Citing Credit Challenges, AmericanWest Ousts CEO

With Robert M. Daugherty at the helm, AmericanWest Bancorp in Spokane had been in growth mode for the last four years, buying up banks, opening branches, and adding deposit and loan products.

The investments had yet to pay off when the mortgage crisis hit, and after three quarters of losses resulting from huge provisions for bad residential construction loans, AmericanWest's board decided it was time to "change skippers," as one analyst put it.

On Tuesday the $2.1 billion-asset company announced that Mr. Daugherty had resigned as its president and chief executive at the board's request. Patrick J. Rusnak, AmericanWest's chief operating officer, will be the interim president and CEO until a successor is selected.

Calls to Mr. Daugherty were not returned.

Craig D. Eerkes, AmericanWest's chairman, said in an interview Tuesday that asking Mr. Daugherty to leave was "very difficult" but necessary.

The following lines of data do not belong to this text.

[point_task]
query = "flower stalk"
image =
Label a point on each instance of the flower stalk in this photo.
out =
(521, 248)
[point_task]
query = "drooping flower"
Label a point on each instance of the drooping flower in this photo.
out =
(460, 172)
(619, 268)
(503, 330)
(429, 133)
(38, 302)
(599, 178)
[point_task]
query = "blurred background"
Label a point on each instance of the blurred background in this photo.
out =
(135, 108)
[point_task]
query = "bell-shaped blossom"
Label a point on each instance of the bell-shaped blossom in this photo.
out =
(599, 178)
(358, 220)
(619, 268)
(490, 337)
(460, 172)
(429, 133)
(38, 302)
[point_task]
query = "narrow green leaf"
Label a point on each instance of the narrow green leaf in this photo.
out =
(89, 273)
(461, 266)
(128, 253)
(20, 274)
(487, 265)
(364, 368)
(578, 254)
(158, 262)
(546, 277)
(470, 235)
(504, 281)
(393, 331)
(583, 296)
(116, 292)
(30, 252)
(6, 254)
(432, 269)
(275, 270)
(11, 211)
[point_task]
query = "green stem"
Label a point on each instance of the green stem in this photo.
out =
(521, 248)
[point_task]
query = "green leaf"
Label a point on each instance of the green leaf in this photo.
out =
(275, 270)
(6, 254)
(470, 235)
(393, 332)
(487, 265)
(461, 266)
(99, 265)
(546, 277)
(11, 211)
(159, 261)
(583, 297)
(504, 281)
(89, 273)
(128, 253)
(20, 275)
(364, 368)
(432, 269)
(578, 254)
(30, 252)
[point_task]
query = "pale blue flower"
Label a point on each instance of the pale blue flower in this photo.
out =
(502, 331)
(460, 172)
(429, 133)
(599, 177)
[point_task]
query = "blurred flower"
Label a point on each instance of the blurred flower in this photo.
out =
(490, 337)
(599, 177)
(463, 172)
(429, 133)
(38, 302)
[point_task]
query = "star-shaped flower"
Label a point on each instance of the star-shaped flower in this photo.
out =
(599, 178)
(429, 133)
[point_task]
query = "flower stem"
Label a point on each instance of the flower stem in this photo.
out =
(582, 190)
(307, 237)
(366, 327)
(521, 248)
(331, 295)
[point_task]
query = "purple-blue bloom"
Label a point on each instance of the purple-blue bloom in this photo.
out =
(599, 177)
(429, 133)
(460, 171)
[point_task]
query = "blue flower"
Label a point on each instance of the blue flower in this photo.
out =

"Despite considerable efforts to improve the bank's performance, the board felt that, as a publicly traded company, there needed to be a change in leadership, because targets were not met over multiple quarters," Mr. Eerkes said.

In the second quarter it lost $6.2 million, mainly because its provision increased tenfold from a year earlier, to $16.4 million. In the second quarter of last year it earned $4.7 million. Nonperforming assets more than tripled, to $72.6 million, or 3.44% of total assets.

Mr. Rusnak said in an interview that AmericanWest will embark on a number of initiatives to improve its performance — most critically to raise its capital ratios.

At June 30 its total risk-based capital ratio was 9.68%, and an additional $6.3 million would be required to get that ratio above 10%, he said. AmericanWest had intended to raise up to $34.5 million in a trust-preferred offering, but in May it suspended that plan, citing adverse conditions in the capital markets.

Mr. Rusnak said it has hired Sandler O'Neill & Partners LP to help raise capital, most likely through the equity markets.

In addition, AmericanWest plans to improve capital ratios by shrinking assets and laying off employee to reduce overhead. It is also considering consolidating a number of branches in rural markets and closing others. With 64 branches, "we have a high number of branches relative to our deposit base," he said.

Chris Stulpin, an analyst at D.A. Davidson & Co. in Portland, Ore., said AmericanWest needs to cut costs, because raising capital has become harder. "At this point, anything they can do to shrink the balance sheet, to boost their total risk-based capital level, is necessary."

Under Mr. Daugherty, AmericanWest acquired banks in Washington and Utah, opened five branches, and launched such products and services student checking accounts, home equity lines of credit and remote deposit, Mr. Rusnak said.

Brett Rabatin, an analyst at First Horizon National Corp.'s FTN Midwest Securities Research Corp. in Nashville, said the April 2007 acquisition of the $405 million-asset Far West Bancorp in Provo, Utah, for about $150 million was poorly timed.

"Part of the deal was in cash, and so it crimped their capital ratios a little bit," Mr. Rabatin said. Also, AmericanWest paid close to 2.9 times Far West's tangible book value, "a fairly high price for a company that's not performing as well as they thought they would — the Utah markets, particularly Provo and St. George, are really slowing down, and there's been some slippage in credit quality."

AmericanWest's shares fell 28% Tuesday, to $1.49.

The company also said Tuesday that it has accepted Rick Shamberger's decision to rescind his resignation as its chief credit officer.